Greetings fellow citizens:
School is now well underway for the season, and our children are busy with all the tasks that this time of year brings—school work, after school activities, home chores, etc. You readers, as parents, guardians and interested citizens alike, all play important roles in the development of our children from infants and toddlers all the way to their becoming responsible and productive citizens in our communities. We know that many of you will volunteer to assist us at the schools, especially at the elementary level, and this is a very good thing for us and especially for our children. What we also know is that once our children reach the middle school level, they are still in need of parental and community support as much so as when they were in elementary school, but that we see less of parents and community volunteers in the middle school than were involved earlier.
One of the interesting and exciting things that we know about middle school age children is that they do respond quite well to parental involvement, but that they have a different need to be met that complicates this involvement. To wit, middle school children are at the age when they need to begin separating themselves from their parents as a developmental stage they need to go through, and they substitute their peers for reassurance and guidance rather than their parents. Knowing this, and knowing that the need for parental involvement in middle school children’s lives is still crucial, a way to get greater effectiveness is to use this peer substitution for identification to advantage.
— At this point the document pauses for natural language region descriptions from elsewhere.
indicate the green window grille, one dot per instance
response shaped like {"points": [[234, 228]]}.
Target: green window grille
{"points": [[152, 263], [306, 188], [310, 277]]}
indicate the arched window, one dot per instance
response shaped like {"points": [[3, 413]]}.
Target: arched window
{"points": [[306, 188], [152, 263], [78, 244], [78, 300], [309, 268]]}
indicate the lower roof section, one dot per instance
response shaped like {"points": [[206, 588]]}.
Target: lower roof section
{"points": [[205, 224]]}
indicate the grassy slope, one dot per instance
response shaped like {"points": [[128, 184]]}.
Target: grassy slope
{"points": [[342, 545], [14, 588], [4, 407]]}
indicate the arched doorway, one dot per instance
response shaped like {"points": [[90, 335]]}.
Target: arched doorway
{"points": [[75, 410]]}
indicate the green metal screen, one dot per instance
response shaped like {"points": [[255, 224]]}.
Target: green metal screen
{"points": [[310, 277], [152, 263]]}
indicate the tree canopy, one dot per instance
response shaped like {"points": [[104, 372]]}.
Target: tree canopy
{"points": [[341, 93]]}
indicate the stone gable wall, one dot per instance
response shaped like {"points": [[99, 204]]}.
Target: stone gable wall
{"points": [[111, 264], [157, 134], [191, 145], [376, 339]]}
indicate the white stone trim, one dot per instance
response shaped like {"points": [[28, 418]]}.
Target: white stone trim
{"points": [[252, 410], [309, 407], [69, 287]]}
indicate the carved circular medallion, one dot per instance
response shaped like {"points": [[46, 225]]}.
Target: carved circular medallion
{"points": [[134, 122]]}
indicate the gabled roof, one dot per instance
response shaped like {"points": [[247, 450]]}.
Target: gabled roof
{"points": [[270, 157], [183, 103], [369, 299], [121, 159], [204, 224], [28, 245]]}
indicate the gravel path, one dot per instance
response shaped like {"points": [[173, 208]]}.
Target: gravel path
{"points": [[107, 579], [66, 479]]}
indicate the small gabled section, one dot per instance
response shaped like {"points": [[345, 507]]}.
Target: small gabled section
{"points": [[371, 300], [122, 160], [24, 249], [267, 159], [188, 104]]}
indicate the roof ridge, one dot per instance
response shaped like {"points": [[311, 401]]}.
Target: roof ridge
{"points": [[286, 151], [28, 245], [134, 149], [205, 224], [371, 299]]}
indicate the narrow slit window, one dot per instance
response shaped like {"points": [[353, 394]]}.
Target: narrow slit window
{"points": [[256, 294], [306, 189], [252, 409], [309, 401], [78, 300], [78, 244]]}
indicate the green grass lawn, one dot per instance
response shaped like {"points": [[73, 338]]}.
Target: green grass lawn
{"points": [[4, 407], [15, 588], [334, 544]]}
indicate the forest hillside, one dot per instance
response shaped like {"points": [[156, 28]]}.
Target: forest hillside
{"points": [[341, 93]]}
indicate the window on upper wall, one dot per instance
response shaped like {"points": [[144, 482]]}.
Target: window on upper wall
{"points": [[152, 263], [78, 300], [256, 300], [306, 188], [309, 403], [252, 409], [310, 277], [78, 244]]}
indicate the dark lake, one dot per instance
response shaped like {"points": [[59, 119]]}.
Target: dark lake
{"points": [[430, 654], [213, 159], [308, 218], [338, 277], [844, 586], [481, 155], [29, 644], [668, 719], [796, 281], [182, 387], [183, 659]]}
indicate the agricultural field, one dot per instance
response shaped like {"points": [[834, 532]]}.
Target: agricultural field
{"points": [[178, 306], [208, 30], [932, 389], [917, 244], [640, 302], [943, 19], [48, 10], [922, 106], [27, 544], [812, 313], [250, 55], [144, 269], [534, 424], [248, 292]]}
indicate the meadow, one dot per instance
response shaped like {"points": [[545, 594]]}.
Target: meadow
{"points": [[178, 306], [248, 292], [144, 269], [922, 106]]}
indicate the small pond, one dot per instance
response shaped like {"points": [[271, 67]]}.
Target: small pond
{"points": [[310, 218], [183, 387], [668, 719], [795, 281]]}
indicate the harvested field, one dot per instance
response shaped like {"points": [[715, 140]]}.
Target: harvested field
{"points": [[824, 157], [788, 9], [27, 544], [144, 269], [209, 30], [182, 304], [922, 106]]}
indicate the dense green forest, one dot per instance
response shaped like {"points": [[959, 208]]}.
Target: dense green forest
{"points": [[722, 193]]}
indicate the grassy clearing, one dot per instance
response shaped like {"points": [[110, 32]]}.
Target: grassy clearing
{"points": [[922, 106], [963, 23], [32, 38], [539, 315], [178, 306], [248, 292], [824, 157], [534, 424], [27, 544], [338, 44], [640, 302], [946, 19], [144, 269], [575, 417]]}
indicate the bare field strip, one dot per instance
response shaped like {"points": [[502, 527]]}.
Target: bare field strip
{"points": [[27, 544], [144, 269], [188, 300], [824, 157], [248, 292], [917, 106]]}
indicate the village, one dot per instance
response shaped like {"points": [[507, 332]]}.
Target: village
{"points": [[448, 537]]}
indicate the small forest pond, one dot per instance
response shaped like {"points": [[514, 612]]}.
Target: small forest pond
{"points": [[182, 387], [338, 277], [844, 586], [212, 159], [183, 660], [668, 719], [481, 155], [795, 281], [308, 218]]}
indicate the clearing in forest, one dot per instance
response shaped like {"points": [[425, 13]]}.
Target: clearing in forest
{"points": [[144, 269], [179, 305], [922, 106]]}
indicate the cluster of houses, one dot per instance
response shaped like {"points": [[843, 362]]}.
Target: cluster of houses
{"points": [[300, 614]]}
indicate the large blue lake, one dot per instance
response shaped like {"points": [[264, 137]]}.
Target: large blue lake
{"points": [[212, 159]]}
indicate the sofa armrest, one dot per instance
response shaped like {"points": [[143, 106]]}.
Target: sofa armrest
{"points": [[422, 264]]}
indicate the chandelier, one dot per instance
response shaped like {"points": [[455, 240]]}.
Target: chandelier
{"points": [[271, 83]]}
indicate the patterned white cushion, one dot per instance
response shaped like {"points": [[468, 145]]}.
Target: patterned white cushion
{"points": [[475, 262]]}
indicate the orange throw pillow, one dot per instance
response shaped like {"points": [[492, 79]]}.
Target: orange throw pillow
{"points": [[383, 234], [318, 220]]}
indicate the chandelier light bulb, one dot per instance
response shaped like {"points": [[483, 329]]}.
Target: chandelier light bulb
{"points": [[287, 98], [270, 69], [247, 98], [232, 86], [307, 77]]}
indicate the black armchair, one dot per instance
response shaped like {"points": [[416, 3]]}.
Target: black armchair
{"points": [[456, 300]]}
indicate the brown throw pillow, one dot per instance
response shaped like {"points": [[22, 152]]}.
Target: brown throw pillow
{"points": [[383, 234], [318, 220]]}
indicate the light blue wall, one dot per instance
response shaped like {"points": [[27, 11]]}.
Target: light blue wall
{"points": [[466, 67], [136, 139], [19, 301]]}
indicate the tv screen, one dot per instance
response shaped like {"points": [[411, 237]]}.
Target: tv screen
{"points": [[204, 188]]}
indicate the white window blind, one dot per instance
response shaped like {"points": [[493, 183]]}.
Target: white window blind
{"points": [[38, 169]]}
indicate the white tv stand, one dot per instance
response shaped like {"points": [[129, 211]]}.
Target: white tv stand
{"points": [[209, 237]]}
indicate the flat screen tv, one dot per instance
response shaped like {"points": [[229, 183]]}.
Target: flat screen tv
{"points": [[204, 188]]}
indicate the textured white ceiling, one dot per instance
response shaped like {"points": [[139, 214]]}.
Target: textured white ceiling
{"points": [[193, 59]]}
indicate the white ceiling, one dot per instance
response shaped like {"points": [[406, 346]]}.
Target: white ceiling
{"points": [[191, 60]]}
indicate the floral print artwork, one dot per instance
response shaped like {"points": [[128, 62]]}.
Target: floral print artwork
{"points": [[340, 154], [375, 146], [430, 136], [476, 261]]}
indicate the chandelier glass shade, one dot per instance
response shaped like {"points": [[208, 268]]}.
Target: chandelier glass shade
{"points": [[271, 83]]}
A typical middle school student will often be heard to say to his/her peers something like “my parents are SO mean” or many variations of something that seems negative about his/her parents. The child is seeking affiliation and confirmation from the peer group, in order to establish that they are distinct from their parents. That child often does NOT want their parent to be around in activities they are involved in because this worries the child that their parent will prove to be as bad as they say to their peers. The good part of this is that the child’s peers seldom will agree that the parent is “awful” once they get to know the parent themselves. So, to be effective in volunteering and being part of your child’s life in middle school is to focus away from your own child and do things with and for other middle school kids. These other kids will discover that the parent is actually pretty decent, and the good word will eventually filter to your child. Your child, who may not be able to admit it openly, is actually pleased to discover that his/her friends think well of his/her parents, as that is a direct reflection on themselves to the good. This simple strategy of being involved indirectly with your child in middle school is very powerful, and assists the youngsters to develop healthier and more lasting positive self-images; this leads to better parent-child relationships, and even better learning outcomes for your child in school.
Volunteering and participating in children’s activities at all ages is important—it doesn’t stop after elementary school. When kids see adults participating in activities and events that they themselves are involved in, they learn better what it is to become a responsible adult. They are more secure as individuals knowing the adults in their community support them, and they become more productive adults themselves with the role models that you have given them! Please consider volunteering at our schools—it does take a community to raise a child well. Contact the school district or the school principals for ways you can volunteer, whether you have a child in school or not!